Though this system is inconvenient but workable for most of us, Kim emphasized that it fails anyone that can’t afford to keep coming back for vaccinations, such as soldiers deployed in combat zones who need the vaccine to protect against biological warfare.

“Imagine, in the chaos of the battlefield, a soldier has to come back and get vaccinated regularly,” Kim said. “Not to mention, soldiers could be exposed to anthrax in the field in the middle of vaccination periods, rendering it useless.”

Kyekyoon Kim
Kyekyoon Kim

Instead, a single shot of an assortment of microcapsules could be administered to the soldier, and the particles would be designed to biodegrade at the specific times that vaccines need to be administered.   
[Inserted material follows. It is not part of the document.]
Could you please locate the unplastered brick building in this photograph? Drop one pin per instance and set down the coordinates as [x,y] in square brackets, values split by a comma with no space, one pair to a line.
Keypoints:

Choi and Kim have also found a way to use their nanoparticles to reverse strokes in lab tests, and believe their method could eventually target the human brain as well. Most drugs are blocked from reaching the brain by a structure called the blood-brain barrier: a network of cells that only allows nanoparticles smaller than several nanometers across to enter the brain.

Though most particles are too large to pass this barrier, Kim and Choi have demonstrated an alternate way to deliver them to the brain through the nose. In animal tests, a nanoparticle treatment administered through the nose could reverse strokes up to six hours after they occurred.

The results of Choi and Kim’s research on toxicity push them forward, as they show how effective and targeted nanoparticles can be when they’re properly tailored to a disease.

“The work we’ve done has shown us just how effective tailored high-precision particles can be,” Kim said. “There are a number of ways our research can translate out into solving critical medical problems. When students enter electrical engineering, they hardly expect to be looking into things like this. That’s why I tell them the abbreviation EE actually stands for Everything Exciting: start with a degree here and you can go on to do all kinds of amazing things.”